Would really like to see a first Mesh Support (maybe based on the NeuroGlancer format supporting Draco) soon in Zarr

d-v-b commented 3 months ago

Would really like to see a first Mesh Support (maybe based on the NeuroGlancer format supporting Draco) soon in Zarr

What would meshes look like in the Zarr data model? Zarr v3 doesn't have support yet for variable length types, so at a minimum we would need to add that, and even then I'm not sure how meshes, expressed as variable-length collections of geometrical objects, would be stored in an N-dimensional array. What would the array indices mean? I suspect people would fall back to 1D arrays, with maybe a second array for storing a spatial index? It could work, but it's not a great fit for Zarr IMO.

On the other hand, the neuroglancer multiresolution mesh format seems perfectly fine on its own, outside of Zarr. So maybe just refining or generalizing that format as needed would be simpler than forcing it into Zarr.

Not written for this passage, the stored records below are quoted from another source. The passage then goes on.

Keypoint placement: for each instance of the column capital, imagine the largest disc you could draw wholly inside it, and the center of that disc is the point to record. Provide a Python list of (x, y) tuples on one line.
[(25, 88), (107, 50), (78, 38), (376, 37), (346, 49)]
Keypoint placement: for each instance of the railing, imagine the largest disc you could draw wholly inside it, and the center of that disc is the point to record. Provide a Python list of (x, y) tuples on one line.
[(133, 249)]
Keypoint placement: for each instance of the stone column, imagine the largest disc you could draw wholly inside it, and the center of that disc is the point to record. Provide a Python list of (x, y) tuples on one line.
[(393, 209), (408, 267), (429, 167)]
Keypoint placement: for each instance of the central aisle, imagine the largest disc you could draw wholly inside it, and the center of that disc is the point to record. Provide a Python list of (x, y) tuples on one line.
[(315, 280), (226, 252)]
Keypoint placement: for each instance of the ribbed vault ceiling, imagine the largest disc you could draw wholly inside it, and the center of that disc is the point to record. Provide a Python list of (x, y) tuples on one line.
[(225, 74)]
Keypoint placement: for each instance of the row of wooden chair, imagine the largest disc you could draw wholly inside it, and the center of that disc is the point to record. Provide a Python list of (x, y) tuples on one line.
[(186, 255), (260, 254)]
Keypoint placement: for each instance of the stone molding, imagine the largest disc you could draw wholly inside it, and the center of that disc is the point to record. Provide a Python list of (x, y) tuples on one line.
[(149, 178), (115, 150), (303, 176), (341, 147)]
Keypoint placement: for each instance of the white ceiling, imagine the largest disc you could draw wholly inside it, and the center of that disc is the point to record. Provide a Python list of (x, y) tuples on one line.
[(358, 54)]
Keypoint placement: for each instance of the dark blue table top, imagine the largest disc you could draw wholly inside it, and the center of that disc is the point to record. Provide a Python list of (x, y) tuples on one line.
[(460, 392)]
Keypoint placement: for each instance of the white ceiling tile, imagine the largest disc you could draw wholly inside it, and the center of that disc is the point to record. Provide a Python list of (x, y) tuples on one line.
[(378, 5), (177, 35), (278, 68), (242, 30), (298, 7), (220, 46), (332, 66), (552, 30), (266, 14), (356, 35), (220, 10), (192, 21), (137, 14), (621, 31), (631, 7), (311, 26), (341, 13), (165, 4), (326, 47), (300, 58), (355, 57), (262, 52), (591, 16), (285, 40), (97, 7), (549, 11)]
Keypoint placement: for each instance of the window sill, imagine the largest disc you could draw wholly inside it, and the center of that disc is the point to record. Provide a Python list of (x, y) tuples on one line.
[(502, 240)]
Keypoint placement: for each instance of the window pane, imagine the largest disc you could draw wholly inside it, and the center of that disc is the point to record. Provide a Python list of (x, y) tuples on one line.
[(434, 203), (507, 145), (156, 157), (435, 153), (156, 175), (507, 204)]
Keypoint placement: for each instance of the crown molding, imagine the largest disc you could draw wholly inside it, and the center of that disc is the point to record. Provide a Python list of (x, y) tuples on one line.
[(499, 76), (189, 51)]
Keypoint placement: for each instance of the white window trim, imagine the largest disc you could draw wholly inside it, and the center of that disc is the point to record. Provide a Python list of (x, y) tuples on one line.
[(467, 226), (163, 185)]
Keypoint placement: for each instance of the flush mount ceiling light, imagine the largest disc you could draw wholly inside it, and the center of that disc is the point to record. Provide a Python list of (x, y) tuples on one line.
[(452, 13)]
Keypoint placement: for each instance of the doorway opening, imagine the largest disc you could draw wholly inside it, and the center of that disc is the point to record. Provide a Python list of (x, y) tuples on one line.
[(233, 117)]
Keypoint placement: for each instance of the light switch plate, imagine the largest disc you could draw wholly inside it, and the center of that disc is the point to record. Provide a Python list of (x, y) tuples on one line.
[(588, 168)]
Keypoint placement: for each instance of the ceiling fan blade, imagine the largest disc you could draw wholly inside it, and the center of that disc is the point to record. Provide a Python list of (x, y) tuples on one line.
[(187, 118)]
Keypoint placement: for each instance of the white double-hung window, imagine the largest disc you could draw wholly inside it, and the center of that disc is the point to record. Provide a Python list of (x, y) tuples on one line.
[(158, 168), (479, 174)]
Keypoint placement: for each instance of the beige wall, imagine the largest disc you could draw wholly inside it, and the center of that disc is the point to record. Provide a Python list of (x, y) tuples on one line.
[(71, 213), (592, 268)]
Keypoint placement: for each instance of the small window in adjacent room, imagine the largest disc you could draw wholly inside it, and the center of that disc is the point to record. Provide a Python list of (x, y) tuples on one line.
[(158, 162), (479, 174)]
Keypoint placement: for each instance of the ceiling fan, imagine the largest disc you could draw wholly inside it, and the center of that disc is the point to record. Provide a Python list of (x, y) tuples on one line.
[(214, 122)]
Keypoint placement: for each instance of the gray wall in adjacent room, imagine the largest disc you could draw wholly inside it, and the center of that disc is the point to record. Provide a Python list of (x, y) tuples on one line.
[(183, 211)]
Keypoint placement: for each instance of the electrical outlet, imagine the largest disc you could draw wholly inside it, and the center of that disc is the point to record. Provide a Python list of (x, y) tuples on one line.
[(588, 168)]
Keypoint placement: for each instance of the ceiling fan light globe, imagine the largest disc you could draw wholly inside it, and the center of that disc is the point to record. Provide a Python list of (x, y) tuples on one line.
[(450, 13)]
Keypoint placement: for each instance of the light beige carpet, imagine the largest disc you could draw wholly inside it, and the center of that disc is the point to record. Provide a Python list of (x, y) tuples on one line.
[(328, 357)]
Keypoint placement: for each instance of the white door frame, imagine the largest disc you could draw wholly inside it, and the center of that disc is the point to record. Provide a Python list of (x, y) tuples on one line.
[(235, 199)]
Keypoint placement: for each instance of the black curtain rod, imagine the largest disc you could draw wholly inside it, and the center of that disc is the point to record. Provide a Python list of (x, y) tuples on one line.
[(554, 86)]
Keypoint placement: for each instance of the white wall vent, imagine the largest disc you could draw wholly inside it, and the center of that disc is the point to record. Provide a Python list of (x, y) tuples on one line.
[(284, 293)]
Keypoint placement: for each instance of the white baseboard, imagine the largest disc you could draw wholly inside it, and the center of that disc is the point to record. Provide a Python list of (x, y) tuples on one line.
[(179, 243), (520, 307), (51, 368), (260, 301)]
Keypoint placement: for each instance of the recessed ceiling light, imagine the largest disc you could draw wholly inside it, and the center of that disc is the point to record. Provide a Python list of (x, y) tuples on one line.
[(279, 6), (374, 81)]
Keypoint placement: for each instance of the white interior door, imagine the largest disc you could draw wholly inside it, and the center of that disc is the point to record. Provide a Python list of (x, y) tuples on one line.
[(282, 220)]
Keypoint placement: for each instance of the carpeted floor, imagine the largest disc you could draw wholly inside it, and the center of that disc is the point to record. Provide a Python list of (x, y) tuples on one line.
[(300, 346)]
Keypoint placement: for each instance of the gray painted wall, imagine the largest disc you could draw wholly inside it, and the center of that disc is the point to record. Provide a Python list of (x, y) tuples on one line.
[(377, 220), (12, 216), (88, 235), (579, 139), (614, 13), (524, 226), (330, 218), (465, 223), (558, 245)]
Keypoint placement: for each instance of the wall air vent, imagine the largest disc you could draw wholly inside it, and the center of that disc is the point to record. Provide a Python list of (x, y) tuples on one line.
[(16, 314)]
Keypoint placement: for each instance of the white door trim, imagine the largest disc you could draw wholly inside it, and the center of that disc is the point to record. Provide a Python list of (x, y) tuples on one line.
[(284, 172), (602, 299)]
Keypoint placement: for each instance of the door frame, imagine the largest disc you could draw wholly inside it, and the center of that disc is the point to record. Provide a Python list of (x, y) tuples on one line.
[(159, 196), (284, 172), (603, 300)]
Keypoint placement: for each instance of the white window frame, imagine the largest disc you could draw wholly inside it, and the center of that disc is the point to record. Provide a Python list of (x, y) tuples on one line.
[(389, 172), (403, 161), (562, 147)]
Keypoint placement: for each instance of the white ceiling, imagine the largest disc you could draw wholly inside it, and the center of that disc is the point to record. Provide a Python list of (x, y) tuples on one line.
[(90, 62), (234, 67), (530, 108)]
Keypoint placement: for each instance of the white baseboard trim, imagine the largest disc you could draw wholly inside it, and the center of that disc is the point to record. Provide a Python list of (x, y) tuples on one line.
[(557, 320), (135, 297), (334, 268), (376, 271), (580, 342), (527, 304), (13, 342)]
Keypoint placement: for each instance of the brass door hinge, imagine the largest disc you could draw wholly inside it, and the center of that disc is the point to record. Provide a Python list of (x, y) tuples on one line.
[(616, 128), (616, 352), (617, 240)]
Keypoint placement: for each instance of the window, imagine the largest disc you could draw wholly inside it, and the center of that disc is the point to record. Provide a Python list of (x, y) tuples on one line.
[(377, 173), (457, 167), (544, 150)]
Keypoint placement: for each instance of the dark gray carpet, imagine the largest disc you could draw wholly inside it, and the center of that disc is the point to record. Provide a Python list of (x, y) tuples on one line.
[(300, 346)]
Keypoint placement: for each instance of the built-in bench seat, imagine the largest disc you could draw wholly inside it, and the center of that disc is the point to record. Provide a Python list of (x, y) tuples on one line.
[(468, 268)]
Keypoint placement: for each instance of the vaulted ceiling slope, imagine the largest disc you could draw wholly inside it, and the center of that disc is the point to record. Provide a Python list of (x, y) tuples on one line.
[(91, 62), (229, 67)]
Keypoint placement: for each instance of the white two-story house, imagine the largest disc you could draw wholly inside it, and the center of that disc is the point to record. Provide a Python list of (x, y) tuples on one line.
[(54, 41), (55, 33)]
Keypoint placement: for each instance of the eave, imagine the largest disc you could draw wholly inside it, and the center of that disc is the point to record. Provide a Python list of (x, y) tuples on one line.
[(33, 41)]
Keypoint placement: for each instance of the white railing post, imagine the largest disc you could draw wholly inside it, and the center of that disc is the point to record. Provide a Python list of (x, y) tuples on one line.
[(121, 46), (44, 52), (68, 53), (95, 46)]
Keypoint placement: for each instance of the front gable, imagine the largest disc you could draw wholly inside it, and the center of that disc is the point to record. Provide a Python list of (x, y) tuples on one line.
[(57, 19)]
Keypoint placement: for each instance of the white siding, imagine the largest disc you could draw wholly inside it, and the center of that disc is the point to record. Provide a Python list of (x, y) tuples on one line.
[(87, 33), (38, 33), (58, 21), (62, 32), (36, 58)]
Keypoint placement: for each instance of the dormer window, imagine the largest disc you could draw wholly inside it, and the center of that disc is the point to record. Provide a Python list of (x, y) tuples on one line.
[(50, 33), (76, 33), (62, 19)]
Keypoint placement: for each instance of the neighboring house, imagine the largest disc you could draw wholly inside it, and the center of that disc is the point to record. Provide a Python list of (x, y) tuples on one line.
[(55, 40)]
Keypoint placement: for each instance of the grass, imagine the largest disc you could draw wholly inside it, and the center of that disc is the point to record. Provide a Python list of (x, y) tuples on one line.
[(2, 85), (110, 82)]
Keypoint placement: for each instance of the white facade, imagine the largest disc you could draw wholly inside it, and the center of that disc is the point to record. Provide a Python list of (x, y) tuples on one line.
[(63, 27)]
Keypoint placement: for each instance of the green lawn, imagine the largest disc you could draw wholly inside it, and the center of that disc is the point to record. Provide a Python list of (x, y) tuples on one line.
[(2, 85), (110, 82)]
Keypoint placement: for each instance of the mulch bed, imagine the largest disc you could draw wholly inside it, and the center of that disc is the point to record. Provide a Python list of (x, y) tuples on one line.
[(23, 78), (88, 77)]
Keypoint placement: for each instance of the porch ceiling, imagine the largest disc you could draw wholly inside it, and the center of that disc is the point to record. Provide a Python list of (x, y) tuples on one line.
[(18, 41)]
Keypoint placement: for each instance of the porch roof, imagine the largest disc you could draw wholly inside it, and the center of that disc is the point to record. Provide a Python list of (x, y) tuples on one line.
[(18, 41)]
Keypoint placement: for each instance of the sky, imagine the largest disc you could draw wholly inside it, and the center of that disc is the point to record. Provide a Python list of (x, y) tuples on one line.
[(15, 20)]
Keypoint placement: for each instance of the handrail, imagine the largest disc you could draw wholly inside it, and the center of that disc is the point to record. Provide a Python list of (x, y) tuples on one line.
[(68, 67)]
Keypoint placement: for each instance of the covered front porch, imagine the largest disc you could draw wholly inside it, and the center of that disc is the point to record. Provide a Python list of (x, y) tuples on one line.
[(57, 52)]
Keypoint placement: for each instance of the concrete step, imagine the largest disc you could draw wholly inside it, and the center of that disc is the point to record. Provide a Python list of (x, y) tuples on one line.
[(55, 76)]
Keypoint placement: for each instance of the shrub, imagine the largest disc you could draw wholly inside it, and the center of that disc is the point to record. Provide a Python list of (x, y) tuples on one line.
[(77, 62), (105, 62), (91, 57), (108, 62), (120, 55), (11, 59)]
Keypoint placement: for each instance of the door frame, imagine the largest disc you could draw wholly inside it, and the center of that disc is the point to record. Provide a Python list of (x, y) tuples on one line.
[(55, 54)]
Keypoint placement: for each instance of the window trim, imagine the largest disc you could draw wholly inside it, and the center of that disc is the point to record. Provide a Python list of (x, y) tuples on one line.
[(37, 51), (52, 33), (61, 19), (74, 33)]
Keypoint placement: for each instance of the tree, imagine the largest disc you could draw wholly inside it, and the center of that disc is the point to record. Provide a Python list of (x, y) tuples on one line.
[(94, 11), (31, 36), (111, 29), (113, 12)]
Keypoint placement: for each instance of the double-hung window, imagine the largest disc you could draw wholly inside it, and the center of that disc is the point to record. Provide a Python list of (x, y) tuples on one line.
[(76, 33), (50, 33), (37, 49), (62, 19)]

normanrz commented 3 months ago

I agree that the mesh format doesn't need to live in Zarr arrays. We could (mis)use uint8 arrays, to store the bytes, but I don't know what value that would bring in comparison to just storing the blob alongside the Zarr arrays in the hierarchy. In general, I don't think that all pieces of OME-Zarr need to be Zarr.

EricMoerthVis commented 2 months ago

So the idea would be to adopt the NeuroGlancer Format (https://github.com/google/neuroglancer/blob/master/src/datasource/precomputed/meshes.md#multi-resolution-mesh-format) and integrate it into OME-Zarr?

normanrz commented 2 months ago

So the idea would be to adopt the NeuroGlancer Format (https://github.com/google/neuroglancer/blob/master/src/datasource/precomputed/meshes.md#multi-resolution-mesh-format) and integrate it into OME-Zarr?

I think that would be a good way forward. There are a few details in terms of metadata and file layout that need to be figured out. Would be great to hear @jbms feedback on this.

joshmoore commented 2 months ago

A quick heads up that I heard from Jeremy today on a separate matter: he's been on leave. I very much assume when he's caught back up he'll chime in.

EricMoerthVis commented 1 month ago

I just want to get this discussion running again. What would be potential next steps?

normanrz commented 1 month ago

I think a meeting to sketch out an RFC would be a good next step. There should be an accompanying post on image.sc to announce that meeting.

d-v-b commented 1 month ago

@normanrz I'm not sure how crystallized the schedule is for the upcoming OME-NGFF workflows hackathon, but maybe carving out some (EST-timezone-friendly) slots would be convenient?

EricMoerthVis commented 1 month ago

That sounds like a good plan to discuss in that timeframe!

jbms commented 1 month ago

Sorry, was on paternity leave until today.

As others have also stated, while meshes can be potentially thought of as collections of arrays of vertex properties and face properties, I think trying to represent them as zarr arrays directly would add a lot of complexity and not provide significant advantages, given how meshes are actually used in practice.

There is certainly a lot of room for improvement in the Neuroglancer precomputed multiscale mesh format (and the related annotation format) but I think if the existing format serves a decent number of use cases then it may be wise to standardize it as-is initially, and then once there is greater usage experience work on a revised format.

EricMoerthVis commented 1 month ago

No worries!

Yes! I think this sounds like a really good plan! I think there is also a great need for more standardized creation and retrieving pipelines for the format. So I like your suggestion of first taking it up as-is and gradually improving it over time.